My Why

When people found/find out that I had cancer, the most common reaction was “my gosh, but you’re so young?”


And the truth here, even though many refuse to want to believe it, is that cancer does not care. Cancer knows no age.
It hits people every day of the year. It doesn’t take breaks for holidays or special events.


Cancer of any and all kinds is the second leading cause of death in the United States, exceeded only by heart disease.
That means 1 out of every 4 deaths is from cancer. For ovarian cancer alone, another woman is diagnosed every 24
minutes. And for young adults like me, 72,000 are diagnosed with cancer in the US alone-- one person every 8 minutes.  

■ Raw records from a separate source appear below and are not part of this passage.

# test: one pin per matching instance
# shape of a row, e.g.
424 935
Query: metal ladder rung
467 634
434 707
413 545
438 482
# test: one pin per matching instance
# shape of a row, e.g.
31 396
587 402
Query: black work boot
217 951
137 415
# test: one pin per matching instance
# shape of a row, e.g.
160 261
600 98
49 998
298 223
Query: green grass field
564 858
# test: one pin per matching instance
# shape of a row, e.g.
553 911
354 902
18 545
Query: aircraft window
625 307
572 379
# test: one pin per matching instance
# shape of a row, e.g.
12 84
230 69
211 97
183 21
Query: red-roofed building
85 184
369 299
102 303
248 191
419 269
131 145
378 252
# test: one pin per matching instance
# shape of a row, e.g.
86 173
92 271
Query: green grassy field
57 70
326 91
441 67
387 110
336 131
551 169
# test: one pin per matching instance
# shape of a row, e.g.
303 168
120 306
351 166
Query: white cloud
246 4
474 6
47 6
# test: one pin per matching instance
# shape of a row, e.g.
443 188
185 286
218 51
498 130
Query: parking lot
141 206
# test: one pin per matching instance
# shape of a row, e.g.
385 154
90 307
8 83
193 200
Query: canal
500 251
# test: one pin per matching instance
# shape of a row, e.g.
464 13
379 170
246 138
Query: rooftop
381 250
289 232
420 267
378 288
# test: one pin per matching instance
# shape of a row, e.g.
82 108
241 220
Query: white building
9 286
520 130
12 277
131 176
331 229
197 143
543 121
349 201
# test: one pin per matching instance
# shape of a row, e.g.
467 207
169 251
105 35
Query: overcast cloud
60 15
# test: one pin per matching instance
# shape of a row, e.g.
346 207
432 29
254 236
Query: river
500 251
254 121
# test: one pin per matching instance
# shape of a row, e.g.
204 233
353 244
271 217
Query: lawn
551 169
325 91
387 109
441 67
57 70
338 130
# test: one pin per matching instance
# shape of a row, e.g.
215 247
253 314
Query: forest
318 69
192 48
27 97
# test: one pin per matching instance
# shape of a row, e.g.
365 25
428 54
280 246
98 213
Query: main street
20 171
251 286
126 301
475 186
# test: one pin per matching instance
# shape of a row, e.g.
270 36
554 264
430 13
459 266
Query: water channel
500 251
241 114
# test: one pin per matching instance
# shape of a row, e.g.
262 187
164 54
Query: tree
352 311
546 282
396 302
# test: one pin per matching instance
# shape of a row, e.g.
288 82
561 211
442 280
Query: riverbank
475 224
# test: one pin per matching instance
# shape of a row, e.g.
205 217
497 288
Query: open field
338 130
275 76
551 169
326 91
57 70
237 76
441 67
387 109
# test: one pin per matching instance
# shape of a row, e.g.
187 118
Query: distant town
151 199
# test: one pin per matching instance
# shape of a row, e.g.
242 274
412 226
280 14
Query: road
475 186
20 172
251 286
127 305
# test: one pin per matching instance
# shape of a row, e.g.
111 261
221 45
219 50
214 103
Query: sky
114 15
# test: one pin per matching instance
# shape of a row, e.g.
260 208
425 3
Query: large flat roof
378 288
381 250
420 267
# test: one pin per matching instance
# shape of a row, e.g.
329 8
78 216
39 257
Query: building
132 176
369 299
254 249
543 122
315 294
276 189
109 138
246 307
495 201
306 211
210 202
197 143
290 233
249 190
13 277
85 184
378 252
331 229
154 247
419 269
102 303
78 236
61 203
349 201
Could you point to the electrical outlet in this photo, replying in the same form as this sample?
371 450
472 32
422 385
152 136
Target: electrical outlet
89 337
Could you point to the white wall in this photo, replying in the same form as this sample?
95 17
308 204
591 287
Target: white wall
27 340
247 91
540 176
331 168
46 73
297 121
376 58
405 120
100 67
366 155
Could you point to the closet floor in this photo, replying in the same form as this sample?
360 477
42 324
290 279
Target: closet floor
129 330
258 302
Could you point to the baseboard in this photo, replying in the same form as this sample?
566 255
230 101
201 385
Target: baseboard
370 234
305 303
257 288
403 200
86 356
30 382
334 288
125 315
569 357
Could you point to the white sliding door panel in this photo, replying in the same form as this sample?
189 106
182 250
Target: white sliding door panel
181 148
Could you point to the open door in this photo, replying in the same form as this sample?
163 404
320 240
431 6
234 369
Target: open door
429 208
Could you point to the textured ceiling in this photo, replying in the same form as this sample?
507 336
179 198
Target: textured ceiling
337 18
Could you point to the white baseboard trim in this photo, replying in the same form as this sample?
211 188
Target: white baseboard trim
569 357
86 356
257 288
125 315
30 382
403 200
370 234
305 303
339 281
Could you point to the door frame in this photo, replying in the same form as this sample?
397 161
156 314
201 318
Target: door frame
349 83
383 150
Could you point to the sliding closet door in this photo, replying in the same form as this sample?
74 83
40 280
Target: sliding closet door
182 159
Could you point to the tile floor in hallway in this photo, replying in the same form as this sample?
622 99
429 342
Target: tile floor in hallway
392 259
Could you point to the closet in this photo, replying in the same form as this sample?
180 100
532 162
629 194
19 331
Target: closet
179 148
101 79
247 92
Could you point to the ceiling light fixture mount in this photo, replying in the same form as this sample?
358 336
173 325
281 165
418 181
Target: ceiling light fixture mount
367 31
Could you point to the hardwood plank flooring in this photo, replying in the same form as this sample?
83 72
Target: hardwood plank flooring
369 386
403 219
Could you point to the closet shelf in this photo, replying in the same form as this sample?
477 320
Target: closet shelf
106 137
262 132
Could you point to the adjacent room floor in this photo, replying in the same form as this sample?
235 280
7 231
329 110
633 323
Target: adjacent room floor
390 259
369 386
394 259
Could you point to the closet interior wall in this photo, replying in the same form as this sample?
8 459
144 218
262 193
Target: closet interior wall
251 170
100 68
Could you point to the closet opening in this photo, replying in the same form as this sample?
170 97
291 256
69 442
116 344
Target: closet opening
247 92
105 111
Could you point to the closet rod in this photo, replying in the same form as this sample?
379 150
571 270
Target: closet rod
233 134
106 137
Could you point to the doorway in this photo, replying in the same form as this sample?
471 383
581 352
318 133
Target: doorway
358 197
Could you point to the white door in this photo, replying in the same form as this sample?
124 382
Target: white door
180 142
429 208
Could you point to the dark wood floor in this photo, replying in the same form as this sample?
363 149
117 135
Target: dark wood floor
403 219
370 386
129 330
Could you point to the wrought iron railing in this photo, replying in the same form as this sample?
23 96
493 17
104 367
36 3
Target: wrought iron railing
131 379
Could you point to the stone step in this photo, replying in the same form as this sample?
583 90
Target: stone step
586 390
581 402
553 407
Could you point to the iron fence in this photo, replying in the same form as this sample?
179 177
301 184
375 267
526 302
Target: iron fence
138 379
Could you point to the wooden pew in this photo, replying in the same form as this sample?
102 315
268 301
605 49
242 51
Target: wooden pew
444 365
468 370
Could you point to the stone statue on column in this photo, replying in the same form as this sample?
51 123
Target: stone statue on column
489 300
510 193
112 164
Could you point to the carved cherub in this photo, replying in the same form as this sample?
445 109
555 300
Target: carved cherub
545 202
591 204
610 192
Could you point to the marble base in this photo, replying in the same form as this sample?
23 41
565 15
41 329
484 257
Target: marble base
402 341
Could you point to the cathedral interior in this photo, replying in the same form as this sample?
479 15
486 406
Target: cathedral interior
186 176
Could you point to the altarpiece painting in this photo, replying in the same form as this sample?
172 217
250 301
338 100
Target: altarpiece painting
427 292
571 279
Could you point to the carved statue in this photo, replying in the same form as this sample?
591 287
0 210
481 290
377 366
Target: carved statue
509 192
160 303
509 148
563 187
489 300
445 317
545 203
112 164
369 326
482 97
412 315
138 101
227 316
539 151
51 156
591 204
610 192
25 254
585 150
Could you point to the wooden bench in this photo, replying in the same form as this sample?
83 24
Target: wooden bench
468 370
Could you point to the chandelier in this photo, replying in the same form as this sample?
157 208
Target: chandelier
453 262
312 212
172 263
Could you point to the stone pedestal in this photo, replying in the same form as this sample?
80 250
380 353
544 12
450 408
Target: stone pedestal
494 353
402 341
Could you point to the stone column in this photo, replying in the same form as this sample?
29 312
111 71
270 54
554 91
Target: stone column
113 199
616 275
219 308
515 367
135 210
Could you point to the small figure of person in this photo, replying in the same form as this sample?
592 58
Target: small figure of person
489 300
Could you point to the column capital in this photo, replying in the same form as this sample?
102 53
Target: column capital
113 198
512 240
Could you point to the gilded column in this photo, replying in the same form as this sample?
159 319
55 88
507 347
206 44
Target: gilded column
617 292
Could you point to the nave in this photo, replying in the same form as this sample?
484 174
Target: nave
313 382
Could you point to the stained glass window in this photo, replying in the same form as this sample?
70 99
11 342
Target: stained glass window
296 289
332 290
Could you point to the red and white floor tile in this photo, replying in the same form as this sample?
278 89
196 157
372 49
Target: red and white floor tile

However, there are brighter numbers. There are more than 30 million cancer survivors in the world today, and I hope
that number is increasing as we speak. In that hope, comes my desire to be a cancer advocate.


Now, I may contradict myself here for those of you who knew me throughout the heavy part of the journey. During
chemo, if I was having a good day-- light symptoms, minimal anxiety-- I wouldn’t associate with cancer. I refused to
call myself a cancer patient. I refused to think about it. And I refused to let others talk about it, which sometimes
didn’t come off in the nicest of ways.


But as the time went on during my survivorship, all I wanted to do was/is educate others through my story and through
what I know. I don’t think any survivor of any disease or situation should feel obligated to give back or help others.
Some people simply want to finish treatment and move on with life. That’s okay. We all survive as we know how.
Many people decide years after treatment to start volunteering, when they’re ready.


One day, when I’m ready, my goal is to join organizations and volunteer for nonprofits and special events, supporting
those in need any way I can. I say “when I’m ready” for  a multitude of reasons, but I think the most important one to
note (other than my current timeline) is the association-pains of going back. I’m positive there are plenty of
opportunities outside of the hospital where I received treatment, but the thought of immersing myself in a place where
I felt the most nauseas and vulnerable just doesn’t sound beneficial in any way right now.


Once I journal my experiences and uncover my feelings more, I may be able to cope better with surrounding myself
with sick people. As for now, I hope to advocate for cancer patients, survivors, family members, caregivers, and those
we lost by sharing my story and tips, inspiring and educating others, and being there for anyone who needs it through
this platform.

I’m pretty open about my cancer journey and post-treatment life. I realized early during treatment that sharing my
experiences might help others going through similar experiences, as well as those friends, family members and
caregivers also affected. Frankly, it’s the only way I know to be . . . having cancer wasn’t a choice I had, but using
that experience to help others is a choice I gladly make.